オススメ度 ★★★★☆ 4/5
都内の銀行の支店で起こるできごとを描いた物語。
他の池井戸潤の作品と同様に本作品も銀行を舞台としている。本作品は短編集の形を取っているが、各章でそれぞれ別の行員の視点から眺めているだけで、全体として物語はつながっている。支店長になるために部下に檄を飛ばす副支店長、良心に従うために上司に反抗する若手行員。支店の稼ぎ頭など、銀行という閉鎖的な世界で生きる人々を描く。
10章で構成されているため10人の銀行員の視点で描かれる。

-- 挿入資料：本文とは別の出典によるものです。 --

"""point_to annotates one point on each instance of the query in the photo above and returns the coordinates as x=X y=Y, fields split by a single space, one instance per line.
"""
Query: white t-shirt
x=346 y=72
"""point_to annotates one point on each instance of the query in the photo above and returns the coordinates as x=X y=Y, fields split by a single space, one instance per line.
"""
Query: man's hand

それぞれが銀行というシステムの中、それぞれの価値観で生きている。他人から見ればそれは、「悪」だったり「見栄」だったり、「嘘」だったりしても、本人にはそこにしがみつかなければいけない理由があるのだ。それぞれの生き方について「こんな生き方、考え方もあるのか・・・」とその存在を肯定的に受け入れることができれば本作品を読む意味は大きいだろう。
本作品と同様に「銀行を中心とした、多くの人間物語が作品を通じて感じられたらいい」そう思っていて、それ以上の期待をしていたわけではないのだが、本作品は少し予想を裏切ってくれた。物語を読み進めるうちに全体を包みこんでい不穏な空気に、次第に飲み込まれていってしまった。